If 2,500,000 Indians can do it, so can we. Biogas digesters can power a family of five from cow dung. Upma Arora finds out how:
Rangamma, 45, is one of just five users of the first functional community biogas plant in Kabbigere, a semi-arid village tucked deep inside the Tumkur district of Karnataka. Ever since she started using the bio-gas stove, she feels as if she has a new life. “I could never imagine I could ever be able to save any time for myself. For my entire life, making even a cup of coffee would mean a constant search for firewood.
Cooking meals would involve preparing the mud hearths every day. The worst was the black soot deposits on the vessels that took forever to scrape and clean. The clothes used to be completely soiled and one could feel the lungs weakening with constant exposure to smoke from the chullah (primitive cooking place, which uses wood). With the cooking gas now, all that seems like a distant memory.”
A biogas plant consists of two components: a digester (or fermentation tank) and a gasholder. The conventional (and cheapest) biogas plant create electricity from human or animal dung. Extracting chemical energy from organic materials in a sealed container called a digester produces biogas. That is simply used as gas to power a cooker or water heater or light, or it can be turned into electricity via a gas powered diesel generator.
A small 3 cubic meter plant needs 75 kg of waste material per day to produce 3 cubic meters of gas, which would be sufficient for the requirements of a family of five. To obtain 75kgs of waste the family would own 5 to 8 cattle depending on how they are fed — if they are left to graze they produce less excreta than farm fed cattle. 0.65 cubic meter of gas is required to produce one unit electricity/ one kilowatt. With technological development, feeding in Biomass like dead leaves can also produce electricity, wood and vegetable waste in the biogas plant, 1 to 1.5 kg of wood can generate one unit of power.
The digester is usually a squat, cement cylinder two to four meters in diameter, with a duct in the side that allows the dung or other organic wastes to be fed in, along with water. In ambient temperatures of 25 to 35 degrees centigrade, the material soon begins to ferment. The digester is attached to the gasholder, which is normally an airproof steel container that, by floating like a ball on the fermentation mix, cuts off air to the digester and collects the gas generated. The gasholder is equipped with a gas outlet, while the digester is provided with an overflow pipe to lead the sludge out into a drainage pit. This process produces a mixture of gases, primarily methane and carbon dioxide, and nutrient-rich slurry. The gas is drawn out through a valve at the top of the digester, and the slurry is drained off into settling troughs at its base.

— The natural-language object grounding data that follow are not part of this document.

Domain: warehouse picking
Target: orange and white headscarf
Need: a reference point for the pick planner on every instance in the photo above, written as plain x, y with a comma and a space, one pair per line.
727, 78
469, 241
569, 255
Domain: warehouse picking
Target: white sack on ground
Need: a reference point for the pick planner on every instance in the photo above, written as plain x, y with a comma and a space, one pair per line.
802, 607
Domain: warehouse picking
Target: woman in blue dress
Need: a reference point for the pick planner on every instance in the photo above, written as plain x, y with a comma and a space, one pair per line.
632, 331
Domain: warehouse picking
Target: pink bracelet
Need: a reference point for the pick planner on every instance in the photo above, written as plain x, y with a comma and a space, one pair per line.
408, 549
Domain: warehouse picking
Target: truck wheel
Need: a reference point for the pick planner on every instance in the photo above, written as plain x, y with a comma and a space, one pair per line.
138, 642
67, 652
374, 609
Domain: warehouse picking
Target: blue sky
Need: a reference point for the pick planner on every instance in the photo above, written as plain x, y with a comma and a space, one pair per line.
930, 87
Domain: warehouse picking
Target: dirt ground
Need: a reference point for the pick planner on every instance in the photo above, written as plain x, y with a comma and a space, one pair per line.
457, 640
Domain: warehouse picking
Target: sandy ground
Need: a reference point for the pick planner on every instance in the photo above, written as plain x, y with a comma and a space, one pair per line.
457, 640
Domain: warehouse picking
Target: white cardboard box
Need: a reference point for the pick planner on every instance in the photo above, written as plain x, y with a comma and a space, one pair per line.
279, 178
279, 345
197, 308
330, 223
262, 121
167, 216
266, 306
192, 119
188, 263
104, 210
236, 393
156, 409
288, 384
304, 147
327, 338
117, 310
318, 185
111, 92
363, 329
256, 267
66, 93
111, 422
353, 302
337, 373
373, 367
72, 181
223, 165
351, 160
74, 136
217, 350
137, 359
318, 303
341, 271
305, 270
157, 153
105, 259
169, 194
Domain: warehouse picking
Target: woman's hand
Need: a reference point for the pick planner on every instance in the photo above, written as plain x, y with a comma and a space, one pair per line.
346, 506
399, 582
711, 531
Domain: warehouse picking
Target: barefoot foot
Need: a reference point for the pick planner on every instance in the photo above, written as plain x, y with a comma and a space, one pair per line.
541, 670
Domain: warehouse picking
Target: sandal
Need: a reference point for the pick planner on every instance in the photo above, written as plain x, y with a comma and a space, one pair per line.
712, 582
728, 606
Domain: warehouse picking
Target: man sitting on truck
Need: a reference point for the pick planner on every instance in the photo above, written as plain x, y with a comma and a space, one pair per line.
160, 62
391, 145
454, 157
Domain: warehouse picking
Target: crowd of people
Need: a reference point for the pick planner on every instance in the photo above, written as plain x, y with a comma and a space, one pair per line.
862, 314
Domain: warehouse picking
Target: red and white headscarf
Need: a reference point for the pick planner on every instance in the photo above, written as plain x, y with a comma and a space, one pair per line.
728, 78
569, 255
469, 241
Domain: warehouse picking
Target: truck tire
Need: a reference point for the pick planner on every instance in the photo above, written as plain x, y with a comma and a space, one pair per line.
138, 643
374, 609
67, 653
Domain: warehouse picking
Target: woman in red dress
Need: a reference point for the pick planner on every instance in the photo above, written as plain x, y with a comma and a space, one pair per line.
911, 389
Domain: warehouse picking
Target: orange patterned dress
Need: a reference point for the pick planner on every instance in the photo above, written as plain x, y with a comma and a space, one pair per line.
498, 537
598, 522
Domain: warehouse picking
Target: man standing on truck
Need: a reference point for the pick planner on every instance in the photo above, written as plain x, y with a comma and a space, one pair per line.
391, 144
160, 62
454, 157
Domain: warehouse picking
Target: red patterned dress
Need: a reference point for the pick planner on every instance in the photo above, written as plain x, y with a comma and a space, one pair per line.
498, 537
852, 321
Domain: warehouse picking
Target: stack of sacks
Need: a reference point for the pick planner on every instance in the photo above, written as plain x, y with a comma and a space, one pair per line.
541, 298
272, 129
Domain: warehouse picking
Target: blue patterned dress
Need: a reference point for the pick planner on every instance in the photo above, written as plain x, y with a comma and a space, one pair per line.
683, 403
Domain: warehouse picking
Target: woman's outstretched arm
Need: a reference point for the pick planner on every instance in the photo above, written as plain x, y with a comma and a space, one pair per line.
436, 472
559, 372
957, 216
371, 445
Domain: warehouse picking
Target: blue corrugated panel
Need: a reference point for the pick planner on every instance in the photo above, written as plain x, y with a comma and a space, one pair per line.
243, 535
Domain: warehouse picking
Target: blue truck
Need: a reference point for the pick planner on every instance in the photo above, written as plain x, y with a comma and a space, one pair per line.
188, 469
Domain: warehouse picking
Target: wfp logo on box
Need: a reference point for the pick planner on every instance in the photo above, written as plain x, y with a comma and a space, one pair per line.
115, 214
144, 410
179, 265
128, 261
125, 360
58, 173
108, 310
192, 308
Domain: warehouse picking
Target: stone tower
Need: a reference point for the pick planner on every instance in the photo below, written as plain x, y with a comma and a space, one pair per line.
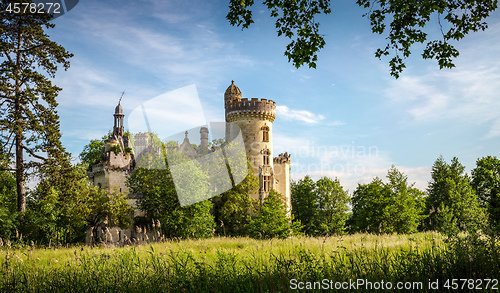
116, 164
255, 119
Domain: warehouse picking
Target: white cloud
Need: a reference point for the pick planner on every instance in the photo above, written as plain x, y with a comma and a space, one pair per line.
466, 94
300, 115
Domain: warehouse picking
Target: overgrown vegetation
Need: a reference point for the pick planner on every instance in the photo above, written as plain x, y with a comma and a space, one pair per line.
248, 265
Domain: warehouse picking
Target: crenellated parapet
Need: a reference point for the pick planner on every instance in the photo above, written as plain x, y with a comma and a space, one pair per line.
240, 109
282, 159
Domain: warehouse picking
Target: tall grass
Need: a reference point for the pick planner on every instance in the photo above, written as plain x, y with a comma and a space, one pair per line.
245, 265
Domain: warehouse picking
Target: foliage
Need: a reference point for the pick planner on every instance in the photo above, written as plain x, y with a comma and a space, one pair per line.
28, 116
271, 220
405, 21
91, 153
321, 206
108, 210
452, 203
486, 184
8, 207
116, 149
390, 207
332, 206
232, 208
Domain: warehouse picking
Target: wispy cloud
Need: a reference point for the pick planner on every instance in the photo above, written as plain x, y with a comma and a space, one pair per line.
465, 95
300, 115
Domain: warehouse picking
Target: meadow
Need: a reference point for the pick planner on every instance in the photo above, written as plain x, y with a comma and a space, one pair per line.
352, 263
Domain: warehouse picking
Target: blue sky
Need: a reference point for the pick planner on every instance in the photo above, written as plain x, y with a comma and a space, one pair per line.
348, 118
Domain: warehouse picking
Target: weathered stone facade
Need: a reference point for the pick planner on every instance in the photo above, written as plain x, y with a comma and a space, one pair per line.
255, 119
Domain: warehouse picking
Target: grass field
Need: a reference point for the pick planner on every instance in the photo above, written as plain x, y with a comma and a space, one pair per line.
359, 263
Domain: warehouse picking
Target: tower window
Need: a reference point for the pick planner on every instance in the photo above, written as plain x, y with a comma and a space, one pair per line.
265, 133
266, 183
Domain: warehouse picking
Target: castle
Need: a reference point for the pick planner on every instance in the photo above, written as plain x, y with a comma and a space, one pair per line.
253, 116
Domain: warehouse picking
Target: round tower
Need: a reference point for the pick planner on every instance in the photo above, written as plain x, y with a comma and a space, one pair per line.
255, 119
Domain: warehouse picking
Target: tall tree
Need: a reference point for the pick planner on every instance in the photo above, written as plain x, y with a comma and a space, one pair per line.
29, 120
381, 207
452, 203
271, 220
405, 21
486, 183
159, 199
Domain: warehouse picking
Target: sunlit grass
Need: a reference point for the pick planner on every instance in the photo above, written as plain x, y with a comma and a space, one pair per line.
222, 264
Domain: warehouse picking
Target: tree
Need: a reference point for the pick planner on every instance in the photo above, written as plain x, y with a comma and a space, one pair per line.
486, 183
332, 206
29, 120
452, 204
405, 20
271, 220
159, 200
8, 207
390, 207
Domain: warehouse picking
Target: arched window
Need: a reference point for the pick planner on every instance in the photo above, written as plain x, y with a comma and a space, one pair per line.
266, 155
265, 133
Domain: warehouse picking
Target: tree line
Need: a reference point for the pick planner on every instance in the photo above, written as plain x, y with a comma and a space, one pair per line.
452, 202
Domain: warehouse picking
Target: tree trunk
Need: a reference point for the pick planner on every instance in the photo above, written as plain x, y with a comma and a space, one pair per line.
18, 130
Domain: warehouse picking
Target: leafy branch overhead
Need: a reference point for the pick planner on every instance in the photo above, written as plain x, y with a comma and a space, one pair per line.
404, 20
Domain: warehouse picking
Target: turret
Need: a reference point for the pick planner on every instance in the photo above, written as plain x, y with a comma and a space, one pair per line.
254, 118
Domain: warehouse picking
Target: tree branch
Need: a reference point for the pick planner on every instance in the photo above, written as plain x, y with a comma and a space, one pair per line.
33, 154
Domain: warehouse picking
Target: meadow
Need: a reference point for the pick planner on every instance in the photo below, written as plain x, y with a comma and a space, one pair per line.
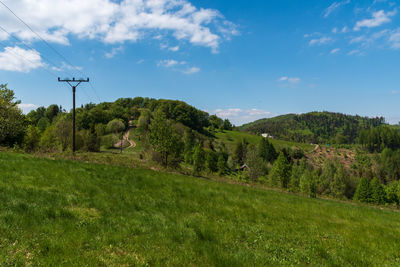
61, 212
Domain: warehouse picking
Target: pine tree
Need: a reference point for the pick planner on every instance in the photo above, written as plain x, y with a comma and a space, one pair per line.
212, 161
221, 165
240, 151
255, 164
280, 173
266, 150
32, 138
297, 172
162, 137
363, 191
189, 141
338, 185
391, 193
198, 159
378, 195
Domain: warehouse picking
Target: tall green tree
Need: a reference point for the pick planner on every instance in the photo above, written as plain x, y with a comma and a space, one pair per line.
198, 159
222, 166
256, 166
280, 172
32, 138
363, 191
162, 136
211, 161
12, 121
266, 150
338, 185
378, 194
189, 142
240, 151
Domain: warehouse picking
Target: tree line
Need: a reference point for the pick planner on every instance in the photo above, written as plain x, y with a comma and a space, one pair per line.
315, 127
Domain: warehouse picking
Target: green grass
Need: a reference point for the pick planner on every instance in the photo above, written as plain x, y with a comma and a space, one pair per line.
59, 212
231, 137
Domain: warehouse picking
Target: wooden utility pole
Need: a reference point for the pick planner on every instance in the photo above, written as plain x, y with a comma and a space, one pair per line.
73, 83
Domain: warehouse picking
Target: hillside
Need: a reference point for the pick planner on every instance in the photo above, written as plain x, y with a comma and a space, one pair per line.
58, 212
314, 127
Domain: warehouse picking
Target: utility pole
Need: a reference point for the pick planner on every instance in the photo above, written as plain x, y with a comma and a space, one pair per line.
73, 83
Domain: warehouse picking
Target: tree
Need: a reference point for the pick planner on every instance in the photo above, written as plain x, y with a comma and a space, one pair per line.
48, 141
297, 172
92, 140
392, 192
12, 121
115, 126
43, 123
32, 138
280, 172
212, 161
63, 131
308, 183
198, 159
227, 125
188, 141
240, 151
162, 137
256, 165
363, 191
266, 150
51, 112
378, 194
338, 185
222, 167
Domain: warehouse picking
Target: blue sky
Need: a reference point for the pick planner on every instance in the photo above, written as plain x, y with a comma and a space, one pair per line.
242, 60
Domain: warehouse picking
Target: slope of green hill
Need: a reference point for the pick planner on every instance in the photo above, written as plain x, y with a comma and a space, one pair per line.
56, 212
314, 127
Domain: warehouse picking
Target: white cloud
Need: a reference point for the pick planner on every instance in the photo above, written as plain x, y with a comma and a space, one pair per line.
191, 70
26, 108
292, 80
65, 66
240, 116
334, 51
114, 52
394, 39
174, 49
378, 18
170, 63
334, 6
320, 41
21, 60
354, 52
117, 21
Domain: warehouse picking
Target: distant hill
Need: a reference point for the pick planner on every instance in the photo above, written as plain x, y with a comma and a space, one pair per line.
314, 127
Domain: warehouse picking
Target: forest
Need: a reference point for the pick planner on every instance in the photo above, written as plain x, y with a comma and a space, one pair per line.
179, 137
315, 127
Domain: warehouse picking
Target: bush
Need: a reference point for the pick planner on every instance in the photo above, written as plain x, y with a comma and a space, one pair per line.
363, 191
32, 138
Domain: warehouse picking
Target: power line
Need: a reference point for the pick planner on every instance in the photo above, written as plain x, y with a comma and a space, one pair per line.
40, 37
29, 47
21, 56
50, 46
73, 83
46, 59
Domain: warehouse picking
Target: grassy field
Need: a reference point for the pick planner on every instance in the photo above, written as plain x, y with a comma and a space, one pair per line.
59, 212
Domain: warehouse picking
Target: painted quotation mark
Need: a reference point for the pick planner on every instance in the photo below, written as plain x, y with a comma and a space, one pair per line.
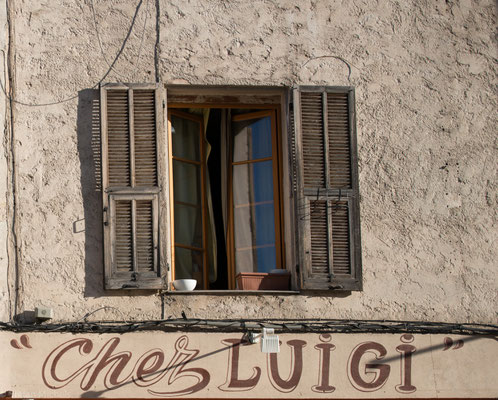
449, 343
24, 343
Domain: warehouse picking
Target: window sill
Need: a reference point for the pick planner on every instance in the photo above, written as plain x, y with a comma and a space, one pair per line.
233, 292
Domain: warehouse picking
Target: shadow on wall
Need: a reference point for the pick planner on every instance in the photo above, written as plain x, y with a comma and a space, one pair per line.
88, 125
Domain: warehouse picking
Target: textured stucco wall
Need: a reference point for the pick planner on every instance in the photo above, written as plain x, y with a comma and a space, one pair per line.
425, 75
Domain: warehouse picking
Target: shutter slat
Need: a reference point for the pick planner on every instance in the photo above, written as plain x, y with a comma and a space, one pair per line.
145, 236
340, 238
312, 139
339, 141
145, 138
123, 245
319, 242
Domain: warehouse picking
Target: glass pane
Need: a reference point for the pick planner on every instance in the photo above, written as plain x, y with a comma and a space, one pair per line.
253, 183
251, 139
186, 183
254, 226
185, 138
188, 225
188, 265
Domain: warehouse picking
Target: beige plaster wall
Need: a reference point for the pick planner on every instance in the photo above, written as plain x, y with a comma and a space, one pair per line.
425, 76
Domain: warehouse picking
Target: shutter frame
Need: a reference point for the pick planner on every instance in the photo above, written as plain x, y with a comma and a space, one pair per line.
316, 257
149, 230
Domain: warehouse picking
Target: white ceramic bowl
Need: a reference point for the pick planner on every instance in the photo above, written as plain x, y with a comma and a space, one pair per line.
185, 285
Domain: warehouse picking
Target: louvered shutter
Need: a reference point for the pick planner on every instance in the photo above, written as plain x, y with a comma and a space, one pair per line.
134, 154
326, 188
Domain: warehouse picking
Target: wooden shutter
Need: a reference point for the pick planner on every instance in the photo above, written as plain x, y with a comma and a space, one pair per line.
327, 198
135, 209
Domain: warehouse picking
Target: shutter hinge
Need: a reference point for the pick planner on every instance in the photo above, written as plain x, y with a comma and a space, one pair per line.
129, 286
106, 222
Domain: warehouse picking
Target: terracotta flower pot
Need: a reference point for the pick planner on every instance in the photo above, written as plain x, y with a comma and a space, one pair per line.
263, 281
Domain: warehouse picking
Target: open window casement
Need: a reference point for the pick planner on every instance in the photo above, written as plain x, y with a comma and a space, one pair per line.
134, 169
326, 184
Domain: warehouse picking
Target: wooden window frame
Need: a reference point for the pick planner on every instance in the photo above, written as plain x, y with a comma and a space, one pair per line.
266, 101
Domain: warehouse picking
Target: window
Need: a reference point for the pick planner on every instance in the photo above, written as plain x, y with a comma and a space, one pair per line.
227, 180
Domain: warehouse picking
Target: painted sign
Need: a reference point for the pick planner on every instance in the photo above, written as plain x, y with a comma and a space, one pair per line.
213, 365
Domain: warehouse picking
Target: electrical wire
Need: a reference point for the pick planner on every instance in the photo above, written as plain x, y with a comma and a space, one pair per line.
245, 325
96, 85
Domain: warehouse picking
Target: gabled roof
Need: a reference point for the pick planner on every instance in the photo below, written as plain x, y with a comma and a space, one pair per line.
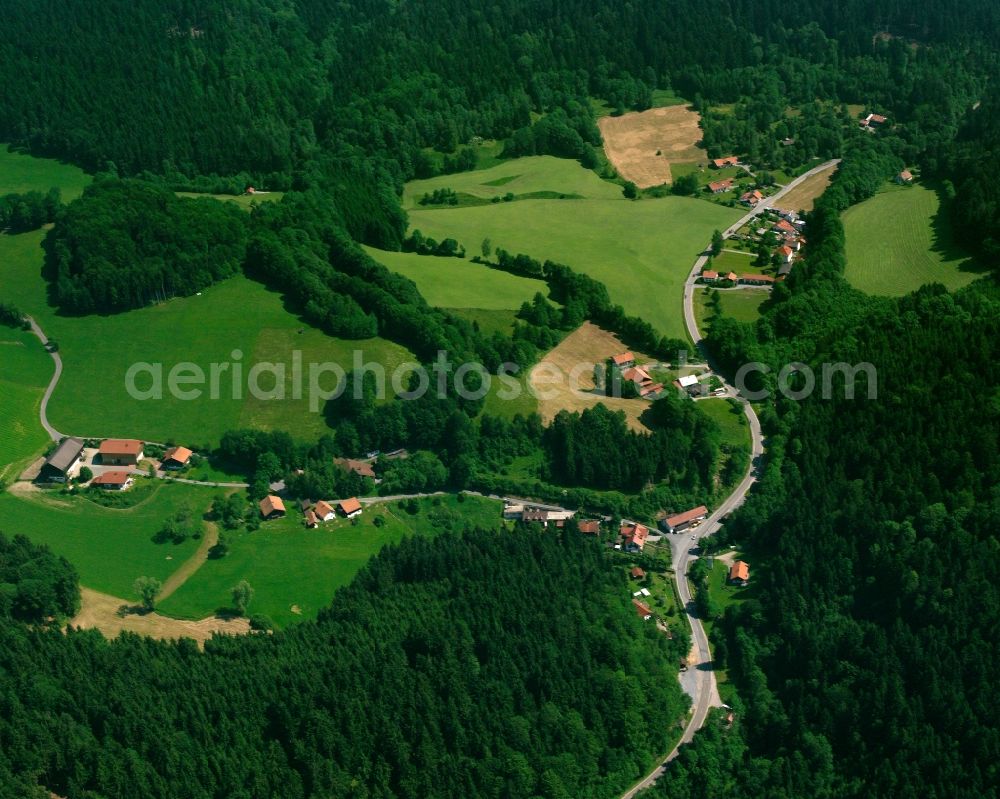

The gas can drive a generator to make electricity. 100% biogas engines are now available which are than connected to alternators. To use these engines the plant size should be 15 or more cubic meter as the engine need 0.45 cubic meter of gas per hour to produce one horsepower of electricity. The cost of these engines varies on size, but on average, 100% biogas engines are available at around $800-1,000 while the dual-purpose engines are $300-400.
Advanced plants can also use household waste for producing biogas through a new compact technology which requires 1 kg of starch or sugar (in the form of vegetable waste, flour collected from the floor of a flour mill) and just 24 hours to produce 250 gms of methane gas. Application of just 2 kgs of feedstock is enough to daily provide a nuclear family with sufficient biogas to cook all meals. Since it requires less space and the raw material is a part of every kitchen, it has an advantage over the conventional biogas system. Methane is the combustible component of biogas and therefore, it is than piped into homes and attached to cooking stoves to be used as a cooking fuel, or used to fire a diesel engine to generate electricity. The slurry is such an excellent fertilizer that it’s often more highly valued than the gas – biogas plants are often called “Bio fertilizer plants.”
A biogas digester with a 3 cubic meter capacity is enough to meet the cooking needs of a family of five – costs approximately 188 sterling and requires . The smallest about 27 square metres of land. The costs of inputs are minimal assuming the household has a water supply and at least five cows – the minimum necessary to supply the digester.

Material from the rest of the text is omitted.